Kaution/nachträgliche Miete

Hallo liebe Experten!

Mal angenommen, eine Person hat ihre Wohnung zum 30.09.2007 gekündigt und ist schon zum 31.08. aus dieser ausgezogen. Sie hat allerdings jede Menge Nachmieter gefunden. Verträge kamen aber nicht zustande, da die Mitarbeiterin dieser großen Wohnungsbaugesellschaft sich um nichts gekümmert hat. Gut, ist klar, dass man da nichts machen kann und dass das einfach Pech ist und der Mieter auf jeden Fall bis zum Ende zu zahlen hat.
Nun ist es aber so, dass die Mitarbeiterin dem Mieter versprochen hat, dass für den Monat nur die Kaltmiete berechnet würde, weil in der Zeit ein neues Bad eingebaut werden würde. Außerdem habe der Mieter ja eigenständig Laminat verlegen lassen. Nun hatte der Mieter monatelang nichts von dem Unternehmen gehört. Anfragen blieben erfolglos, es war niemand zu erreichen und ein halbes Jahr lang kam weder eine Forderung noch sonst irgendwas. Jetzt plötzlich vor einer Woche kam dann eine Rechnung über die letzte volle Monatsmiete.

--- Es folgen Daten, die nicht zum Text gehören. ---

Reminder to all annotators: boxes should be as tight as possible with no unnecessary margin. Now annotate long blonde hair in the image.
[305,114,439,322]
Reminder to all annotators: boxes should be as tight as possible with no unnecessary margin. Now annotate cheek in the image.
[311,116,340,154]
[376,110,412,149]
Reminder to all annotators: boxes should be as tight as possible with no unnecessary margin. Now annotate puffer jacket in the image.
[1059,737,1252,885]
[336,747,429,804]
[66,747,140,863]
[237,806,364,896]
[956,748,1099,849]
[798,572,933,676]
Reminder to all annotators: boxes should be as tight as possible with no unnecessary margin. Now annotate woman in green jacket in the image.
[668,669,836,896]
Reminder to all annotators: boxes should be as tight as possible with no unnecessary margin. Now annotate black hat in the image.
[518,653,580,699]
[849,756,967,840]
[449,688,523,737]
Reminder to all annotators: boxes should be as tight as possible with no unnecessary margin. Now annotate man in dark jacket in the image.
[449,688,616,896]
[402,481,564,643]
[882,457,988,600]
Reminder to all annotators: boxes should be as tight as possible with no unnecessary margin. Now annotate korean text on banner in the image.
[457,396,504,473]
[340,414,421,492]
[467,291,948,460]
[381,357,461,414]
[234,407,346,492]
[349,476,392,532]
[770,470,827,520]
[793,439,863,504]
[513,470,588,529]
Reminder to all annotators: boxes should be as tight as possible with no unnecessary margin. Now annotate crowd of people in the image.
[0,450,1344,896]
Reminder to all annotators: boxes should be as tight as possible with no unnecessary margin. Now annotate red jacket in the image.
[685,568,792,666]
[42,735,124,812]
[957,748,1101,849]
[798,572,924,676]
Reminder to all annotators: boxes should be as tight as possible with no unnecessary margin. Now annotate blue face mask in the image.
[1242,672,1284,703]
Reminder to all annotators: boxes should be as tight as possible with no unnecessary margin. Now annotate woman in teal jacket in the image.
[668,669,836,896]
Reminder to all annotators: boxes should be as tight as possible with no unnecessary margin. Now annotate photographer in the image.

Auf Anfrage wußte keiner irgendwas, die Mitarbeiterin arbeitet nicht mehr dort etc. Als auch nach der Kaution gefragt wurde, hieß es, man dürfe die einbehalten, bis die Nebenkostenabrechung durch sei. Stimmt das? Ich dachte, es seien höchstens 6 Monate? Die sind schon lange um.
Die Person hat nicht die finanziellen Mittel, diese volle Miete zu bezahlen, vor allem da er sich sicher war, er könne früher ausziehen, weil er so viele potenzielle Nachmieter hatte und die Hausverwaltung (eine große Wohnungsbaugesellschaft in Berlin-Mitte) gesagt hatte, das sei ja dann überhaupt kein Problem…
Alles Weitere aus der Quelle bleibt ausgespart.